C’est un sujet intéressant. Je vais régulièrement à Lombok et à
Bali, franchement de plus en plus à Lombok, de moins en moins à
Bali.
Bali l’île bénie des dieux ? Quels dieux seraient asez aveugles pour bénir encore cette île, ou alors il y a un sacré boulot.
Certains ont peut-être vu le reportage «
Bali en danger » diffusé il y a quelques mois sur France5. Il me semble que depuis longtemps déjà
Bali est en danger, la circulation y est anarchique, les infrastructures insuffisantes, les ordures non traitées, la nature saccagée par des constructions dans tous les sens. C’est bien simple un joli petit hôtel qui, il y a trois avait « vue sur rizières » dans
Ubud a aujourd’hui vue sur...le mur du voisin qui a acheté la rizière en face pour en faire un énième hôtel avec vue sur rizière. Et avec tout cet apport de touristes et cette mane financière les balinais ne sont même pas foutus de refaire leurs routes ou les trottoirs d’
Ubud pleins de trous et chausse-trapes dangereuses la nuit lors des fréquentes coupures d’électricité. Ils préfèrent s’en mettre plein les poches (ah il y a de la corruption dans ce pays ???). Les étrangers ne sont pas exempts de reproches, en particulier ces promoteurs sans vergogne qui font rêver des petits investisseurs en leur proposant des terrains de quelques mètres carrés et des maisons sommaires pour 5 fois leur valeur. Effectivement cela fait rêver le gogo qui imagine sa maison de carte postale, mais quelle désillusion à l’arrivée. Coincée entre quatre murs, leur maison ne bénéficiera d’aucun panorama sur la nature environnante (en reste-t-il d’ailleurs ?) et ne résistera guère au temps, surtout s’ils n’y habitent pas en permanence. Illusions, illusions.
Cela dit les touristes ne sont guère exigeants.
Je dînais l’autre soir dans un de ces innombrables restaurants sur la plage de
Jimbaran, tous bondés. Joli emplacement, les pieds dans l’eau mais les narines dans le kérosène. En effet, la piste d’envol de
Denpasar est située à quelques centaines de mètres à peine et lorsque les avions décollent en mettant plein gaz ils libèrent des quantites confortables de gaz d’échappement. Croyez-vous que cela trouble nos dîneurs ? Pas le moins du monde. Moi, cela m’écoeure.
Et puis faire autant de kilomètres pour se retrouver entre deux shopping-mall, un bar karaoke ou à gogo-dancer (coincé entre deux Russes) et une discothèque à péripatéticiennes de
Jakarta, très peu pour moi. J’aime trop la nature et le calme.
Heureusement il y a beaucoup de coins charmants dans
Bali si l’on sort de cette côte Sud et qu’on va se perdre dans les petites routes de campagne. Mais années apres années l’étau se resserre. Le tourisme marchand de sommeil l’emporte sur le tourisme respectueux de l’environnement.
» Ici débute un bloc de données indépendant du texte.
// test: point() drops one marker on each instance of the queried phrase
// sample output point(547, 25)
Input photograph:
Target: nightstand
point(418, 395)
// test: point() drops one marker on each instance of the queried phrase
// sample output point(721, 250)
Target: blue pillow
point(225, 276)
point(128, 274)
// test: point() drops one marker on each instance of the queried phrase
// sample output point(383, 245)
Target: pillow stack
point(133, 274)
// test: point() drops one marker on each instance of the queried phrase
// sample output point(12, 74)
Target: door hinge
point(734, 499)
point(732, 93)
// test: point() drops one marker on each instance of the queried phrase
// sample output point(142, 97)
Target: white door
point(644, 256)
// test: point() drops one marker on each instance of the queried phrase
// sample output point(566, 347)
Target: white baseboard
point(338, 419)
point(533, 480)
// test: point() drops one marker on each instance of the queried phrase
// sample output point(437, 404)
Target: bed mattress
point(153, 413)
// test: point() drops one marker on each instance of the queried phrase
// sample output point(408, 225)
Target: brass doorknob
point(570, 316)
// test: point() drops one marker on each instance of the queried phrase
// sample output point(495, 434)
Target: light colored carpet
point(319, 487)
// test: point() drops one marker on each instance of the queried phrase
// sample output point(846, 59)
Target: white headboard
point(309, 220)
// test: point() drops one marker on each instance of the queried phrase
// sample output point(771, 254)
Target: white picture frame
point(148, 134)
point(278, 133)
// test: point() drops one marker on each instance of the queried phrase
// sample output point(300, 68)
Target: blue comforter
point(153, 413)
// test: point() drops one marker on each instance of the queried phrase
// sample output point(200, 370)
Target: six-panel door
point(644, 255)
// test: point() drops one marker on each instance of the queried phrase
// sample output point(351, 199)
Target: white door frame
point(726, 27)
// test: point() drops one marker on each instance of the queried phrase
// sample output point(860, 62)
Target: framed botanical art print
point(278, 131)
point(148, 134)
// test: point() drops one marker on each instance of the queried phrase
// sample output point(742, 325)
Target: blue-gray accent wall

Pour moi le sud de Lombok a encore ce charme désuet qu’avait le sud de
Bali il y a 30 ans (il suffit de voir les photos « d’époque » publiées régulièrement dans « La Gazette de
Bali », c’est à ne pas y croire). La mutation a eu lieu en moins de 20 ans.
Les paysages du Sud Lombok sont grandioses, les plages de sable blanc totalement désertes sur des kilomètres, les vagues de surf splendides, les paysages decouverts à cheval, époustouflants. Et elles sont à 20 minutes de vol à peine de
Bali. Encore faut-il savoir où aller et préférer le Sud au Nord. Ca c’est très personnel.
Mais pourquoi les touristes ont ce sens animal de l’attroupement et regroupement ? Auraient-ils peur de ce pays accueillant ? En se précipitant tous sur ces fragiles îlots, ils reproduisent aux Gilli’s les mêmes modèles qu’à
Bali : cosntructions partout, bars, discothèques et pas d’eau potable pour les innombrables piscines. Parle-t-on ici des ordures rejettées à la mer et qui finiront bien un jour par revenir sur la plage ou s’accrocher au corail ? Si on aime faire la fête, les stations balnéaires fréquentées, il faut aller aux Gilli’s, si on aime les coins sauvages et reculés, il faut clairement préférer le Sud. D’autant que le nouvel aéroport va rendre le sud plus accessible dans le courant de l’année prochaine.
Le tourisme n’est-il pas censé mettre en valeur en pays plutot que le détruire à petit feu ?
Moi je préfère la solitude de celui qui se recule pour mieux regarder. Les paysages sauvages et préservés du Sud Lombok me conviennent parfaitement pour me plonger dans un bon livre ou laisser mon regard flotter sur l’immensité.